Les pays s’intéressant de près à une régulation du cannabis à usage dit « récréatif » sont de plus en plus nombreux. C’est désormais au tour de la Suisse, via le Conseil fédéral, d’autoriser des essais pilotes. Si cela ne présage pas nécessairement d’une légalisation à venir, ces essais – bien qu’implémentés dans un cadre contraignant – pourraient permettre d’y voir un peu plus clair pour penser un modèle de légalisation efficace répondant notamment à certaines questions en termes de santé et sécurité.

A chaque ville son projet…

A partir du 15 mai, les villes suisses qui le souhaitent pourront soumettre leur projet à l’Office Fédéral de la Santé Publique, qui délivrera les autorisations de mise en place desdits projets. Neuf villes semblent être sur le coup, dont les cinq plus grandes villes du pays : Zurich, Genève, Bâle, Lausanne et Berne.

Les autorités suisses souhaitent que cette expérience mette en lumière les avantages et inconvénients d’un accès contrôlé au cannabis, tout en mesurant l’impact sur la santé et les habitudes des consommateurs et en limitant fortement le marché noir. Un bien beau projet, mais soumis à des restrictions telles qu’il semble bien utopique d’en tirer le maximum.

Des conditions de participation restrictives

Chaque ville candidate pourra inclure un maximum de 5000 participants. On parle donc pour le moment d’environ 45000 personnes, soit environ 20% des consommateurs quotidiens ou quasi quotidiens. Ces derniers devront être majeurs, domiciliés dans le canton et déjà consommateurs de cannabis, chose qui devra être prouvée via un test capillaire. Condition qui, on le regrette, donnera peu de chances d’en savoir plus sur l’impact d’une régulation ou légalisation sur les non-consommateurs.

De plus, à 150 Francs Suisses le test, ça fait jusqu’à 750 000 Francs (682 000 €) à investir par projet, avant même de commencer l’expérimentation. Un frein possible à la candidature de certaines villes ? Possible car les projets pilotes ne pourront pas légalement être financés par la Confédération, et c’est donc manifestement aux communes, cantons et autres associations que reviendra ce malheureux privilège.

Parmi les autres données clés, notons que chaque participant aura droit à 10 grammes de THC maximum par mois, avec un taux maximal de 20%. L’utilisation devra être personnelle et sera interdite dans les lieux publics.

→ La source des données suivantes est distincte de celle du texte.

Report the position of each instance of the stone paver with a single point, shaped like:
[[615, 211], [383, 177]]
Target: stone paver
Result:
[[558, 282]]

Enfin, l’attribution d’une autorisation sera pour 5 ans, renouvelable pour une durée allant jusqu’à deux ans. Des chiffres qui laissent planer certaines inquiétudes quant à la possible lenteur du projet.  

Quels points de vente ?

Trois pistes semblent envisageables :

  • Les pharmacies : sur le même modèle que l’Uruguay, qui a légalisé le cannabis en 2013 et le distribue via des pharmacies agréées par l’Etat.
  • Les Cannabis Social Clubs : il s’agit là du modèle espagnol. Chaque membre du club doit payer une cotisation, qui lui donnera le droit d’acheter du cannabis. C’est la solution préférée de Xavier Company, élu lausannois, afin de répondre à la demande d’une solution à mi-chemin entre une approche purement médicale et une approche libérale comme aux Etats-Unis.
  • Les magasins spécialisés : on pense en particulier aux magasins de CBD, qui privilégient généralement une approche bien-être. Ces boutiques permettent d’ores-et-déjà d’acheter une fleur ou une tête de chanvre CBD en France et en Suisse notamment. Bientôt des fleurs et autres produits avec du THC ?

Comme nous l’avons vu en France et à Malte récemment, ce projet soulève des questions quant à son implémentation et son efficacité. Si l’on peut s’inquiéter de cela, voyons tout de même le positif : c’est un débat qui entre clairement dans les mœurs et n’est plus du tout aussi tabou qu’il y a quelques années. Le vent tourne, et les gouvernements ne sauront y résister encore longtemps.